Beras sangat rentan terhadap cuaca, dan pemerintah juga sangat rentan terhadap fluktuasi harga beras. Hal ini membantu menjelaskan mengapa Indonesia, yang menghadapi pemilihan umum tahun ini, bergerak untuk memperkuat impor beras baru-baru ini. Hal ini juga menjelaskan mengapa India, juga menghadapi pemilihan umum tahun ini, memberlakukan sejumlah tarif ekspor, harga minimum, dan larangan ekspor langsung terhadap berasnya.
Larangan ekspor beras India adalah langkah pencegahan. Pemerintah telah lama menyimpan persediaan besar dan menawarkan beras kepada rakyat miskin dengan diskon besar. Pembatasan ekspor lebih lanjut membantu menahan harga tetap rendah dan, dalam sebuah negara di mana ratusan juta pemilih hidup dari beras, mereka meredam risiko politik bagi para pejabat yang berkuasa.
Namun, India adalah pengekspor beras terbesar di dunia, dan pembatasan-pembatasannya dirasakan di tempat lain. Harga beras telah melonjak di negara-negara yang telah bergantung pada beras India, seperti Senegal dan Nigeria.
El Niño sebelumnya juga menjadi berita buruk bagi jagung, di dua wilayah yang bergantung padanya: Afrika Selatan dan Amerika Tengah. Itu buruk bagi petani kecil di wilayah tersebut, di mana banyak di antara mereka sudah hidup dalam kemiskinan dan berjuang dengan harga pangan yang sudah tinggi.

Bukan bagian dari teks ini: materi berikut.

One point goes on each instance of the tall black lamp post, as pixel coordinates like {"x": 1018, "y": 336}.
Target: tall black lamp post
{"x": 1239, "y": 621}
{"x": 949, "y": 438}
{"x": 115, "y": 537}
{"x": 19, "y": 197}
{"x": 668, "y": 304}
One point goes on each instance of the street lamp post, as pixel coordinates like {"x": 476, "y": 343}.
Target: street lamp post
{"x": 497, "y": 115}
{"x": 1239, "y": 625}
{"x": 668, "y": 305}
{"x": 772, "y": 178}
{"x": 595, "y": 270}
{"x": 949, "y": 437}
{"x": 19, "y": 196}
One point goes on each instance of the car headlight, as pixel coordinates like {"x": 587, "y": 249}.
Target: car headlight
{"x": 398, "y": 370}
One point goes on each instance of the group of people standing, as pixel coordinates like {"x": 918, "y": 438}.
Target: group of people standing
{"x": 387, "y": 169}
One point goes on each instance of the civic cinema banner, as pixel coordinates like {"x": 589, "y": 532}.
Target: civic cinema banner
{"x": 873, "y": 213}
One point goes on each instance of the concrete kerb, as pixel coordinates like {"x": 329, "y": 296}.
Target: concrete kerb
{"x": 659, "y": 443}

Kekeringan di Amerika Tengah memengaruhi lebih dari makanan. Di sebuah wilayah di mana kekerasan dan ketidakamanan ekonomi mendorong jutaan orang untuk mencoba bermigrasi ke utara ke Amerika Serikat, sebuah penelitian terbaru menemukan bahwa kekeringan dapat memberi tekanan besar dalam skala tersebut. Tahun-tahun yang tidak biasa kering terkait dengan tingkat migrasi yang lebih tinggi dari Amerika Tengah ke Amerika Serikat, demikian temuan tersebut.

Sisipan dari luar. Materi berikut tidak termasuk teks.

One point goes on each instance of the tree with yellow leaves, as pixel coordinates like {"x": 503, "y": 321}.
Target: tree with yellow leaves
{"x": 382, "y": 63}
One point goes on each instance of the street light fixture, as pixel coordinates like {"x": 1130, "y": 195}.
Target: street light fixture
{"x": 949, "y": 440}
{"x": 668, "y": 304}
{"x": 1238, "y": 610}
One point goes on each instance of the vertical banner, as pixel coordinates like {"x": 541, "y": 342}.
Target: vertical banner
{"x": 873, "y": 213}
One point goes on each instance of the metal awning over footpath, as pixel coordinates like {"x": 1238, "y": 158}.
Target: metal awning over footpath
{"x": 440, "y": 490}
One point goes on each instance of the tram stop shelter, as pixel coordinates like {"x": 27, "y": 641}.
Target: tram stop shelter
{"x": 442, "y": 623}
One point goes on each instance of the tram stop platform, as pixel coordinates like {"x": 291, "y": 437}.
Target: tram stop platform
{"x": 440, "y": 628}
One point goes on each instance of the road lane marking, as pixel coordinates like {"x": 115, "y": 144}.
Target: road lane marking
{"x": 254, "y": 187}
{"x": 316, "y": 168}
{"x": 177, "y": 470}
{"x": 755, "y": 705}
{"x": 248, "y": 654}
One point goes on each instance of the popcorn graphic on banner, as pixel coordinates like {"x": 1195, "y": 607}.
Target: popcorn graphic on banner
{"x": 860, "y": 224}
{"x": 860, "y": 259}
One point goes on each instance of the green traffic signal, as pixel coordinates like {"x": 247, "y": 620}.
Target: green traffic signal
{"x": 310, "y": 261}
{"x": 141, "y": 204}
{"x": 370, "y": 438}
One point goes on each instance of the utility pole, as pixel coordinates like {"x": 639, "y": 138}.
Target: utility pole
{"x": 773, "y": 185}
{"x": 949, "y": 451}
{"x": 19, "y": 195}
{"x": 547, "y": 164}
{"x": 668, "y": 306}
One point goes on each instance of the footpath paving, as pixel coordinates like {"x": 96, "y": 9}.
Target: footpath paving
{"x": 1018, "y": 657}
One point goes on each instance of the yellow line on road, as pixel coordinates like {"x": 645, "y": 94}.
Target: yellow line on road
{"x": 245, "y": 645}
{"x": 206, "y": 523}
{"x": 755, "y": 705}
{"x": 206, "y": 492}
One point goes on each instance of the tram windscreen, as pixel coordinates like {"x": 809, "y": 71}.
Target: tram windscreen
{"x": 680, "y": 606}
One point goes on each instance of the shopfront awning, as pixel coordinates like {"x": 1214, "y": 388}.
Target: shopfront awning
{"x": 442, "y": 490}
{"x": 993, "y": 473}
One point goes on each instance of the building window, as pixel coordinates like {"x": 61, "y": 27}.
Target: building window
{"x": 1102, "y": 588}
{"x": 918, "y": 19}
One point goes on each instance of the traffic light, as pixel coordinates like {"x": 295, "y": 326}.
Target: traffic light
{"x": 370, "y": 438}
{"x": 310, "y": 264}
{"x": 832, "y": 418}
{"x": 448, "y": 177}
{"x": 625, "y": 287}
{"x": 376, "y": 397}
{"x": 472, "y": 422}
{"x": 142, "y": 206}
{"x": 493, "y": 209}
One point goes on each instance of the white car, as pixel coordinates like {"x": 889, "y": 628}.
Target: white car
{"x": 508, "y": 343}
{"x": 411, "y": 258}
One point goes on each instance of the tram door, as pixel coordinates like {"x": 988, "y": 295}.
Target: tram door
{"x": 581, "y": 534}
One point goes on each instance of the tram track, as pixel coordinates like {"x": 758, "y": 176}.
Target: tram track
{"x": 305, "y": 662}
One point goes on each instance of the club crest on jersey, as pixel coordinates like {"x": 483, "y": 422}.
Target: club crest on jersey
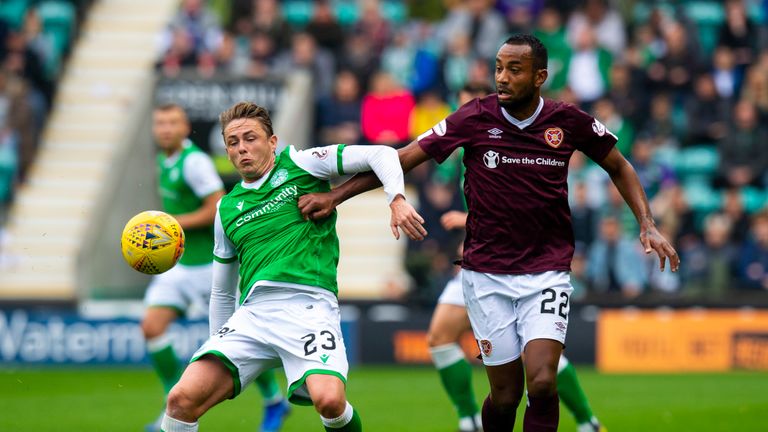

Di sepanjang Terusan Panama, kondisi kering memaksa raksasa pengiriman, Moller-Maersk, mengumumkan pada hari Kamis bahwa mereka akan menghindari terusan tersebut sepenuhnya dan menggunakan kereta api sebagai gantinya. Lebih jauh ke selatan, kekeringan di Hulu Amazon Brasil telah membuat air minum menjadi langka dan menghambat lalu lintas sungai yang penting karena tingkat air yang sangat rendah.

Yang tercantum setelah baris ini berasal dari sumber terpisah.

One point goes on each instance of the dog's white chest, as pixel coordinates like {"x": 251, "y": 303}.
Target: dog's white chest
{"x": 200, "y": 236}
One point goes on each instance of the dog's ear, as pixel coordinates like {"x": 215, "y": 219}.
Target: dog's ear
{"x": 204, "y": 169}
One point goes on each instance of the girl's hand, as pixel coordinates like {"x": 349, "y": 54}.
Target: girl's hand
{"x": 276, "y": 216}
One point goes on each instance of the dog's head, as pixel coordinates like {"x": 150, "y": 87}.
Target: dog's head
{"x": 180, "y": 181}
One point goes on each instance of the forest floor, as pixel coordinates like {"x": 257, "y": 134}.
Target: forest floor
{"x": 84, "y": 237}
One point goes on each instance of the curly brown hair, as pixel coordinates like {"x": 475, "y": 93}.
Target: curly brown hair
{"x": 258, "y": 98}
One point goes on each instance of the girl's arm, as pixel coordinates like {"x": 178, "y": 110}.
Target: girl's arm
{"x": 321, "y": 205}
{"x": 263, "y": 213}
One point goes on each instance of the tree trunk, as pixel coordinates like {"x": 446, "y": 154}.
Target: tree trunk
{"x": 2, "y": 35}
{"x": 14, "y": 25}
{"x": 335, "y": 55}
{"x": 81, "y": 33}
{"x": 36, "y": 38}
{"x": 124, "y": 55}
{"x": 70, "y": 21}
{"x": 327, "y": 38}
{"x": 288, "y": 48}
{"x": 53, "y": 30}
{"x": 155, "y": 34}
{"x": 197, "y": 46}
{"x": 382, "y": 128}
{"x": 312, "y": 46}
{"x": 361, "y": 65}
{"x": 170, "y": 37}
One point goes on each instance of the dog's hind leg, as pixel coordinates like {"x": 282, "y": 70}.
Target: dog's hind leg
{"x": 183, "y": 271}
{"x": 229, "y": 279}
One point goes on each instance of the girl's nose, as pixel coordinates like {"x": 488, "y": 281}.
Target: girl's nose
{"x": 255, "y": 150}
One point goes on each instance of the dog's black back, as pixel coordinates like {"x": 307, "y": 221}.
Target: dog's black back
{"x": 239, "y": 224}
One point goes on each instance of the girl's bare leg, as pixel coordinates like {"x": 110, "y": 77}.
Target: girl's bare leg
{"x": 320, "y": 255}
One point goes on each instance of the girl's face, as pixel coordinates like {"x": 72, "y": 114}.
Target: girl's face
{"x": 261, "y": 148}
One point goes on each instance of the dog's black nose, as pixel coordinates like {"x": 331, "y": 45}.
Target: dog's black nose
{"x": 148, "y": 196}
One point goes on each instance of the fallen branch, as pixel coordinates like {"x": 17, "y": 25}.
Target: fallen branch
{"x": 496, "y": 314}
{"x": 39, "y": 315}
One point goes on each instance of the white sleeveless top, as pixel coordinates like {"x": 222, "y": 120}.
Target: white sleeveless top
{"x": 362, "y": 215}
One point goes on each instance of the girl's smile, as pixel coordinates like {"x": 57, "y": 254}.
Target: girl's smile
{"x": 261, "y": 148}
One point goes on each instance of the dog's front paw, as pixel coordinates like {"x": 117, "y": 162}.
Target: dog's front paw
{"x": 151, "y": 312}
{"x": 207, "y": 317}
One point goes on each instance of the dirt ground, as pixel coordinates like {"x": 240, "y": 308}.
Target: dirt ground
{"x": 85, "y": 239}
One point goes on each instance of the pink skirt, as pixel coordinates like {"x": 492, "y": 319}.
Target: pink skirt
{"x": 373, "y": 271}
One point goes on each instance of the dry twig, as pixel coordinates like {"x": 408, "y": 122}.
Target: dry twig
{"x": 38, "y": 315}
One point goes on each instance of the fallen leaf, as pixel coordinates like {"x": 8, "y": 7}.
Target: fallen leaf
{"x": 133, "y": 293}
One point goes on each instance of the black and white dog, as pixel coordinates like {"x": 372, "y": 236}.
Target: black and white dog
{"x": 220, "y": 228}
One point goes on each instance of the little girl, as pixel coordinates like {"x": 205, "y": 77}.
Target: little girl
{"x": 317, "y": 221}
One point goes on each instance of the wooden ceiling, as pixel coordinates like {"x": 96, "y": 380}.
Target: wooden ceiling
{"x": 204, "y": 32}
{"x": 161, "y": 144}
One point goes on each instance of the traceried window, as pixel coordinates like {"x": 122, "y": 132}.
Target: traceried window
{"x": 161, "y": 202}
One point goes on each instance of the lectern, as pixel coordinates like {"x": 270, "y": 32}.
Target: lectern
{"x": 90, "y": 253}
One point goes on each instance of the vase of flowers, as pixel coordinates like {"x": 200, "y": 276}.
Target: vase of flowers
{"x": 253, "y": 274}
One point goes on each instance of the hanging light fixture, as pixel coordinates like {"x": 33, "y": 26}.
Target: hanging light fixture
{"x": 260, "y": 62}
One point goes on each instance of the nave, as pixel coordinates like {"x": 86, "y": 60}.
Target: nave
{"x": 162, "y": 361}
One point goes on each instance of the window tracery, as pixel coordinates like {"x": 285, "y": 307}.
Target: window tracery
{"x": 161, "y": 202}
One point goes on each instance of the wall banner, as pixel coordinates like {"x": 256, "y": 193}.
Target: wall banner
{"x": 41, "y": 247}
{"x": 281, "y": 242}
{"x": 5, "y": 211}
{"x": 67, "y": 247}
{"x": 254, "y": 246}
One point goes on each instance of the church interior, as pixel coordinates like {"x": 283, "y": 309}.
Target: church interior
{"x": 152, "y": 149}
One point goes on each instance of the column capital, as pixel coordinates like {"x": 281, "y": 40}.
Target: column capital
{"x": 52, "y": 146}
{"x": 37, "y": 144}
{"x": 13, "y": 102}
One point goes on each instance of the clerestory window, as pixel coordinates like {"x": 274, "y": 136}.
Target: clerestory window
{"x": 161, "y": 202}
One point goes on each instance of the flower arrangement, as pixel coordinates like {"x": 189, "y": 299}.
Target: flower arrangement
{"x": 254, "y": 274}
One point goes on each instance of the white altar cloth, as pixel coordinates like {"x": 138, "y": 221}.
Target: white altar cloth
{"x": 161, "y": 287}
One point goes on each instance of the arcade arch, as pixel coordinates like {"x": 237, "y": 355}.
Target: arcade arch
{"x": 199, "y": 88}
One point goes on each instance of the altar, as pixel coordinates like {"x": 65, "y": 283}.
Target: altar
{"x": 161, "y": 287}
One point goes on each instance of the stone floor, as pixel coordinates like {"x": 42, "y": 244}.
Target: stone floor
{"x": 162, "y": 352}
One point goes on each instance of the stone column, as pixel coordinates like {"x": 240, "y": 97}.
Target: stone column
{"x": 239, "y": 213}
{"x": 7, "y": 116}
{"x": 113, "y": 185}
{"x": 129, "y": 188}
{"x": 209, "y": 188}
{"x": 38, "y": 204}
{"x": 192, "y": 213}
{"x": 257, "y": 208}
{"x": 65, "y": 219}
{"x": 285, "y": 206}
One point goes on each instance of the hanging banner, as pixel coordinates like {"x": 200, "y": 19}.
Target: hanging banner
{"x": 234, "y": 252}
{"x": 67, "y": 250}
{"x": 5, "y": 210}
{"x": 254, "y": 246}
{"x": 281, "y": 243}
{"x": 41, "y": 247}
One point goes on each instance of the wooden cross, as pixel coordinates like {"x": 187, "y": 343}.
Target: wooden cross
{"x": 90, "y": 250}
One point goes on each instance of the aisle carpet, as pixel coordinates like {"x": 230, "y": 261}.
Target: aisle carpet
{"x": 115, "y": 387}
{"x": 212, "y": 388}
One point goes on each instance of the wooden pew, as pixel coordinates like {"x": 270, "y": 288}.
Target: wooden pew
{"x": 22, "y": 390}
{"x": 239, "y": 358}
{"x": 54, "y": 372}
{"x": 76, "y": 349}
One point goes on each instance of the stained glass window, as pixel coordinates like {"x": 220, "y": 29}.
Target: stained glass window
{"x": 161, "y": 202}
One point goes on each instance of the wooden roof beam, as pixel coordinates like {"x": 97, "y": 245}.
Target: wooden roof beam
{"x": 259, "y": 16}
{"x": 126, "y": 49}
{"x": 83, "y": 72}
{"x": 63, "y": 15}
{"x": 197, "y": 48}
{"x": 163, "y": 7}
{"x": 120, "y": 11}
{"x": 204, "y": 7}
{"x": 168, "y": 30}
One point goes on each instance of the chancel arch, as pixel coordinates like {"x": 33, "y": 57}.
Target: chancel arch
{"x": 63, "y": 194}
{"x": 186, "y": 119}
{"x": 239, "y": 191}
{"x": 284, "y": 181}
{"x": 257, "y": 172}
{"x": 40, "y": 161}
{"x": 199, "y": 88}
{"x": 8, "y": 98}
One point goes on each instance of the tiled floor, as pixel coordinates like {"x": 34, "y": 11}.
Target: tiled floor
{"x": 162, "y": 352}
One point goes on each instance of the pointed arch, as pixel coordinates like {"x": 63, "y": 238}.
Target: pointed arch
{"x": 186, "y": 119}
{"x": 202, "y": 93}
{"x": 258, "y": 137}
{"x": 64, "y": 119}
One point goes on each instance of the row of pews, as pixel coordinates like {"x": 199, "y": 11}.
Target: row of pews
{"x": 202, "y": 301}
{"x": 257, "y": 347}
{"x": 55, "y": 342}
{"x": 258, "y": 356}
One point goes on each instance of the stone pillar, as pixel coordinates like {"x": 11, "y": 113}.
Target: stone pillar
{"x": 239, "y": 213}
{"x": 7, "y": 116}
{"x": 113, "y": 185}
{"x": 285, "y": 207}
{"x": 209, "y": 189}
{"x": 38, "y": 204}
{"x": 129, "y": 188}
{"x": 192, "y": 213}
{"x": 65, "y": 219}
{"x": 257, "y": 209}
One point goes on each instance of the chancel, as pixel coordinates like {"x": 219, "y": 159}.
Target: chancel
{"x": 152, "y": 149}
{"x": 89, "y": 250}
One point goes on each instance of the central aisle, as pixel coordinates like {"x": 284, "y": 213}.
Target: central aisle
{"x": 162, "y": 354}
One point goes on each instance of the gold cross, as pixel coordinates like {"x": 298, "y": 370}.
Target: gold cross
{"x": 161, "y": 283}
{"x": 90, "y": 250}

Kekeringan Brasil menimbulkan bahaya yang lebih luas, juga. Hutan hujan Amazon yang sehat adalah gudang besar karbon, namun tidak jika panas dan kekeringan membunuh pohon dan memicu kebakaran hutan. “Jika itu masuk ke atmosfer sebagai gas rumah kaca, itu bisa menjadi jerami yang mematahkan punggung unta untuk iklim global,” kata Philip Fearnside, seorang ahli biologi di Institut Penelitian Amazon di Manaus, Brasil. “Bukan hanya Amazon.”